If we only needed to stabilize our software, there’s no question where to start: for cloud native apps, more than 70% of all incidents stem from some sort of intentional change (typically a service deployment or a config push). Unfortunately, if we stop pushing new code to production, our products lose out to competitors and our employers eventually cease to exist! So that can’t be the long-term strategy, even if we’ll still want to declare deploy freezes over holiday weekends.
Stepping back, there are really only two types of change: planned and unplanned. For planned changes, Observability can close the loop for CI/CD and give us more confidence about the local and global health of our deployments (more about that here and here).
And for unplanned changes, Observability is the only game in town: since distributed applications have uncountably large numbers of potential failure modes, our approach to quickly understanding unplanned changes must be dynamic and must cross service boundaries. At the outset, this means that our workflow must touch both the time series metrics that often start these investigations, as well as the tracing data that guides our analysis from one service to the next.
Some have tried to tackle this massive data analysis problem with a similarly massive query language and lots of detailed documentation. This doesn’t work, for organizational reasons: the problem is that Observability becomes an expert system and in the process, it becomes inaccessible to the generalist engineer/DevOps/SRE who’s wrestling with the “unplanned change” we started with.
Let’s state the obvious: Observability isn’t valuable if you need to retrain your organization in order to leverage it. Observability can be transformative for an organization, but only if its power is self-evident and accessible. And nobody likes reading manuals, particularly during an incident!
This is why “change” needs to be a fundamental primitive for effective, well-adopted observability. When Observability is framed in the context of a known change, the insights buried in the firehose of telemetry data can be contextualized and ranked. In this way, the focus on “change” is mutualistic for both the operator and the tooling: it gives the tooling a clear objective function to explain, and it gives the operator a more digestible UX.
The whole point of Change Intelligence is to start with an identified change — perhaps from an alert, perhaps from a CI/CD system, perhaps just from clicking on a deviation in a dashboard — and have the Observability solution explain the change, all without meddling with manual queries or thinking about where the telemetry came from or where it’s stored.

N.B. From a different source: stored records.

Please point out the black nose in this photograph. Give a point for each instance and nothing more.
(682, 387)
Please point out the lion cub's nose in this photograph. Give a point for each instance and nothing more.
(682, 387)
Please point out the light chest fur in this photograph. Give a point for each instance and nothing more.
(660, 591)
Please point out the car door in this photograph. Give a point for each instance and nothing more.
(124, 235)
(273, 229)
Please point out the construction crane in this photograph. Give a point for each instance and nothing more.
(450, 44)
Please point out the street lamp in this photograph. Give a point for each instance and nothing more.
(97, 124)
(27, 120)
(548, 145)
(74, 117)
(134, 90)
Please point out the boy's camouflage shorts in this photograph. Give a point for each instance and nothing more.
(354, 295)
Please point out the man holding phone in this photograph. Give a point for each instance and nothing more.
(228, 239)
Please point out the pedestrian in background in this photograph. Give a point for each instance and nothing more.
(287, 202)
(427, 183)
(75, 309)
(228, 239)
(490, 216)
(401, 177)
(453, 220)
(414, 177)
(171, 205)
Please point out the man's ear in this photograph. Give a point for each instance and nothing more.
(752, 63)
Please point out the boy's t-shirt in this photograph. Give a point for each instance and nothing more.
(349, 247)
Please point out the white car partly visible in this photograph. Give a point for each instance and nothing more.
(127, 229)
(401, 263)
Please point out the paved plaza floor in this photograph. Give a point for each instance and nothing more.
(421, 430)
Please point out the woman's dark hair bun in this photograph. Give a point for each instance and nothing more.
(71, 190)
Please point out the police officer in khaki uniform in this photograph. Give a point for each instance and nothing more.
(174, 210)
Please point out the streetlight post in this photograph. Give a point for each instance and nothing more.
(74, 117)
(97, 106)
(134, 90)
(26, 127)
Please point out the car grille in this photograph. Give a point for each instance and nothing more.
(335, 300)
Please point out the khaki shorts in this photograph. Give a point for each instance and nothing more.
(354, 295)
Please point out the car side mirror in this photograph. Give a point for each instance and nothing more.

Observability seems important because it is important. But just because it’s important doesn’t mean that it needs to feel complex; and it certainly doesn’t need to feel confusing.
So let’s boil the above down to four short guidelines:
- Adopt an open, portable means of gathering the raw data (the “telemetry”) — with OpenTelemetry being the clear default.
- Storing that telemetry is fundamentally complicated. Beware any solution that claims to do so with only event data or only time-series statistics — both are needed at scale.
- Monitoring isn’t going away, because understanding the health of your system is always going to be important. But Monitoring needs to evolve to connect the needs of the business with the behavior of the application, as directly as possible.
- And finally: Observability is most accessible, actionable and broadly applicable when it is anchored around changes. Either the planned changes of software deployments or the unplanned changes of incident response.
With this framework, we see how to integrate telemetry, how to sniff out a data layer that’s too good to be true, and how to evolve conventional monitoring while integrating the valuable insights of a modern observability solution.